In [1]:
%matplotlib inline
%config InlineBackend.figure_format = 'retina'
import matplotlib.pyplot as plt
import numpy as np
import random as rd

# How make a decision, if the means of two samples are significantly different?

## Generate a Population of 10,000,000 elements

In [2]:
np.random.seed(None)
pop = list(np.random.normal(100, 20, 10000000))

### Mean and standard deviation from the Population:

In [3]:
pop_mean = np.mean(pop)
pop_sd = np.std(pop)

pop_mean, pop_sd

(99.9899433671507, 19.999733628535555)

In [None]:
plt.figure()
plt.hist(pop, bins=100, density=True)
plt.axvline(x=pop_mean, color="orange")
plt.axvline(x=pop_mean - pop_sd, color="red")
plt.axvline(x=pop_mean + pop_sd, color="red")
plt.xlim(-50, 250)
plt.show()


## Drawing two random samples of 10 elements

In [None]:
sample_n = 30
x1 = rd.sample(pop, sample_n)
x2 = rd.sample(pop, sample_n)

### Mean and standard deviation from the samples:

In [None]:
x1_mean_hat = np.mean(x1)
x1_sd_hat = np.std(x1, ddof=1)

x1_mean_hat, x1_sd_hat

In [None]:
x2_mean_hat = np.mean(x2)
x2_sd_hat = np.std(x2, ddof=1)

x2_mean_hat, x2_sd_hat

In [None]:
plt.figure()
plt.hist(x1, bins=100, density=True)
plt.xlim(-50, 250)
plt.axvline(x=x1_mean_hat, color="orange")
plt.axvline(x=x1_mean_hat - x1_sd_hat, color="red")
plt.axvline(x=x1_mean_hat + x1_sd_hat, color="red")
plt.show()

In [None]:
plt.figure()
plt.hist(x2, bins=100, density=True)
plt.xlim(-50, 250)
plt.axvline(x=x2_mean_hat, color="orange")
plt.axvline(x=x2_mean_hat - x2_sd_hat, color="red")
plt.axvline(x=x2_mean_hat + x2_sd_hat, color="red")
plt.show()

## Drawing 100 independent random samples from the population

In [None]:
n_samples = 1000
xn_means =[np.mean(rd.sample(pop, sample_n)) for i in range(n_samples)]

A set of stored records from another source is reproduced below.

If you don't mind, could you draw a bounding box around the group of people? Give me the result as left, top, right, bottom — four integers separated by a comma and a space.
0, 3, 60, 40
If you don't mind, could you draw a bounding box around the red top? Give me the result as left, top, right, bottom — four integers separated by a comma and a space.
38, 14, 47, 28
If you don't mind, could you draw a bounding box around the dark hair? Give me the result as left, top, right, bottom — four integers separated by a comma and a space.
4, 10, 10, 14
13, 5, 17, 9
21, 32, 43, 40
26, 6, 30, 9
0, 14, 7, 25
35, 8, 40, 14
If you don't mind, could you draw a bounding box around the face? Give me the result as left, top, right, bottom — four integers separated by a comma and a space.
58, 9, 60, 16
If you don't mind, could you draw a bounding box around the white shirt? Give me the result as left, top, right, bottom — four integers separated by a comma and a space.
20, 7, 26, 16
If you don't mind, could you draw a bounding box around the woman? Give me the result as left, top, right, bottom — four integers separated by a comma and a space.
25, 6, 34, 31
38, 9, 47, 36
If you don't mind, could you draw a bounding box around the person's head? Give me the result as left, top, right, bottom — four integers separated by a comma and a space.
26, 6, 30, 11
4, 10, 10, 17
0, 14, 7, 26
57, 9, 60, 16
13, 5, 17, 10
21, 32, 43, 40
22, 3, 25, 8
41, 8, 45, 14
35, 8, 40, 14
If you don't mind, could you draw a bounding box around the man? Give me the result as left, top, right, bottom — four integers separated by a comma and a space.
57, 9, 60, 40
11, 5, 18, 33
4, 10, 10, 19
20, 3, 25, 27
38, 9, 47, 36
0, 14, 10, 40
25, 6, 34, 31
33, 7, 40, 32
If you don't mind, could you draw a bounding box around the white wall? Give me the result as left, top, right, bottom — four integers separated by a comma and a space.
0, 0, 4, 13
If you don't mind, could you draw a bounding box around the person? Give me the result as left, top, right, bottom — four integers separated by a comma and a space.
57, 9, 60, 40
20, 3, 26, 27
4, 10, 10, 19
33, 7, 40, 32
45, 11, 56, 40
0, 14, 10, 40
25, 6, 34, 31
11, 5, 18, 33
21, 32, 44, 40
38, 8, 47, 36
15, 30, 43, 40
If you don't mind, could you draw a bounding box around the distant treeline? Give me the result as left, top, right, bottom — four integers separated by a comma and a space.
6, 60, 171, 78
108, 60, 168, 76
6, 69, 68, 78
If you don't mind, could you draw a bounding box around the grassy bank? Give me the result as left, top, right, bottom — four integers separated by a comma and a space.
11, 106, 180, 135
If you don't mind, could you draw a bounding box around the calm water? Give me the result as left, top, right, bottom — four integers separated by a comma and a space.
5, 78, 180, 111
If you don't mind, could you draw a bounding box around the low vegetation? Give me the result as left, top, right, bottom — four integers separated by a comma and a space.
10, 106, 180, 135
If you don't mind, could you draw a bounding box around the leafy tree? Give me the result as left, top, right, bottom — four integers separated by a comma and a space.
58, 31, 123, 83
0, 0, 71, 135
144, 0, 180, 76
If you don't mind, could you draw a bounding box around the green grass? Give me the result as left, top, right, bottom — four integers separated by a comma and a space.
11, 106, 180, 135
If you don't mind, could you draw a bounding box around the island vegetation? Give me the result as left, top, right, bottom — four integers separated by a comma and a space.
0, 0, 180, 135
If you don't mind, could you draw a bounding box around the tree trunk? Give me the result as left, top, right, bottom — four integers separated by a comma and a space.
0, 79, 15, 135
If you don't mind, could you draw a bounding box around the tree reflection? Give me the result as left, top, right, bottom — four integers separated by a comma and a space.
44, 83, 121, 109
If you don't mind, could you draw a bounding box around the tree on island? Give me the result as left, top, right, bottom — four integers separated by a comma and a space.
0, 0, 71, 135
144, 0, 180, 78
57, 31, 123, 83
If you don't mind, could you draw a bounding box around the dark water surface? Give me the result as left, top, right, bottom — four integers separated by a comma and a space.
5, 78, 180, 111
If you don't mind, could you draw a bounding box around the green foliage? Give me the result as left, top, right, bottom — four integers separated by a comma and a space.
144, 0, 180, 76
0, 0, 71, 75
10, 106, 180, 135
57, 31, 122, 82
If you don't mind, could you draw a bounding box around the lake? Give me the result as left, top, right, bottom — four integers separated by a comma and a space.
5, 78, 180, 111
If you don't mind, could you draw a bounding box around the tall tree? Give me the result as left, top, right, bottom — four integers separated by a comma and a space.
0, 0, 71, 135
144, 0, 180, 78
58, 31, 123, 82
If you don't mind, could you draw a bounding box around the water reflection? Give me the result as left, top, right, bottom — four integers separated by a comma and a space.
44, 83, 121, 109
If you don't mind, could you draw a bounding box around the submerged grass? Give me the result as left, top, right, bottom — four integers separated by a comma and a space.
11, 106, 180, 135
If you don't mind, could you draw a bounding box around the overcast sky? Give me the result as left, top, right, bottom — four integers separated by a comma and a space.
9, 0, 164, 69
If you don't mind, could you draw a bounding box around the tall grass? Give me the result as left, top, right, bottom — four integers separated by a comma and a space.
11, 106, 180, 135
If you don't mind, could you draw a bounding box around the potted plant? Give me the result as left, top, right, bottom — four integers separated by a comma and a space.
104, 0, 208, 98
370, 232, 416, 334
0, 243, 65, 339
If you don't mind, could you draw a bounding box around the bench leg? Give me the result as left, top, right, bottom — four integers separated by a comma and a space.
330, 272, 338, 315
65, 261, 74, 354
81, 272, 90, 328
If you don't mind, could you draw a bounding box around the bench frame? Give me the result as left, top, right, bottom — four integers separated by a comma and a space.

### Mean and standard deviation from the sample means

In [None]:
xn_means_mean_hat = np.mean(xn_means)
xn_means_sd_hat = np.std(xn_means)

xn_means_mean_hat, xn_means_sd_hat 

In [None]:
plt.figure()
plt.hist(xn_means, bins=100, density=True)
plt.xlim(-50, 250)
plt.axvline(x=xn_means_mean_hat, color="orange")
plt.axvline(x=xn_means_mean_hat - xn_means_sd_hat, color="red")
plt.axvline(x=xn_means_mean_hat + xn_means_sd_hat, color="red")
plt.show()

## The standard deviation of the means can be derived differently and is generally called standard error!

### True standard error

In [None]:
x_se = pop_sd / np.sqrt(sample_n)

x_se

### Estimated standard error purely from sample

In [None]:
x1_se_hat = x1_sd_hat / np.sqrt(sample_n-1) # one df
x2_se_hat = x2_sd_hat / np.sqrt(sample_n-1)

x1_se_hat, x2_se_hat

In [None]:
x_se, xn_means_sd_hat, x1_se_hat, x2_se_hat

## We can derive from the sample itself the standard error and thereby the precision of the sample mean!